The previous image shows how max pooling is applied to a filter of size 2 (2×2) and stride=1. This means that for every 2×2 cell group within the feature map, the maximum value within this region is extracted into the output cell.

I should note that the previous example shows a pooling-applied outcome of just one feature map. However, in CNN, pooling is applied to feature maps that result from each filter.


You can think of CNN as a sequence of steps that are performed to effectively capture the important aspects of an image before applying ANN on it. In the previous steps, you saw the different transitions that are applied to the original image.

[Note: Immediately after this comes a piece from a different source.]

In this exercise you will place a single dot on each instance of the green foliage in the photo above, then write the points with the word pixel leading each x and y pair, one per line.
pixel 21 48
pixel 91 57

The final step in this process is to make the outcomes of CNN be compatible with an artificial neural network. The inputs to ANN should be in the form of a vector. To support that, I apply flattening, which is the step to convert the multidimensional array into an nX1 vector, as shown previously.

Note that the previous example shows flattening applied to just one feature map. However, in CNN, flattening is applied to feature maps that result from each filter.

Full connection: a simple convolutional network

In this final section, I’ll combine all of the steps that were previously discussed and look at how the output of the final layer is served as an input to ANN.

The following image shows a sample CNN that is built to recognize an apple image. To begin, the original input image is represented using its pixel values over the RGB channel. Convolutions and pooling are then applied to help identify feature mapping and compress the data further.

Note that convolutions and pooling can be applied to CNN many times. The metrics of the model generated depends on finding the right number of times these steps should be repeated.


After this, the output is now flattened and converted to a single-dimensional vector to make it compatible with an ANN. As seen in the introduction to deep learning article, this flattened output is passed through one or more fully connected neural networks. The final layer of this network contains the probability under which the original image is predicted.


In this article, you looked at convolutional neural networks as a type of supervised learning to recognize images. The article explained each of the steps that go into creating a CNN, then concluded by looking at an end-to-end flow of a fully connected CNN.